A plea from Canada

Charlie Stough included the following in his latest BONG Bull:

URGENT APPEAL. A Canadian hack who avoids hackneyed words and phrases like the plague (his own description) asks, “How about an appeal in a future BONG bulletin for a moratorium — no, make that a total cessation — on the use of overworked words in print?

“What happened on Sept. 11, 2001 was ‘horrific.’ A car crash on a highway, however, sad that it takes three or four young lives, does not
compare with 9/11 in enormity but it seems ‘horrific’ has become the buzz word used by hacks to describe any tragedy beyond an ordinary event involving death or destruction.

Icon: What did we use before we had this one? How often is it used in its proper meaning?

“And, one we see a lot: Coffers. Isn’t a word which used to describe containers for holding money in bygone years a bit antiquated in this
day of accounting by computer and instantaneous transfer of sums around the universe?

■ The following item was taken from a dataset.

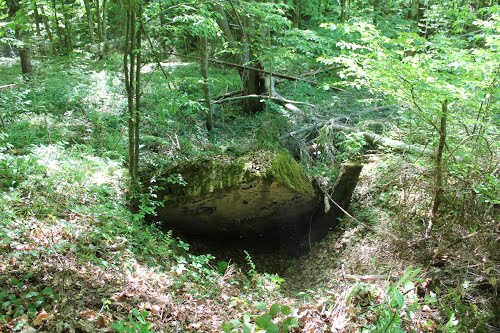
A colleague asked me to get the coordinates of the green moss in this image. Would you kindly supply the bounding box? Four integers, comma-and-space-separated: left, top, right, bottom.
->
268, 152, 314, 195
161, 150, 314, 205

“I’m sure you and your many devoted readers can come up with many more words and phrases currently being grossly overworked and/or beaten to death on the pages of newspapers today — not to mention the electronic media.”

Yes of course, whatever we can do to ease the burden of our Canadian hack brethren. We never hear the word “hustings” until election time, when it becomes an instant cliche. “Warchest” is another of the same ilk, and we don’t mean warch, warcher, warchest. Who whistles at a

whistle-stop?” And when was the last real stump seen at a “stump

speech?” Would the Secret Service let a candidate even climb onto a stump, and risk being nipped by a termite?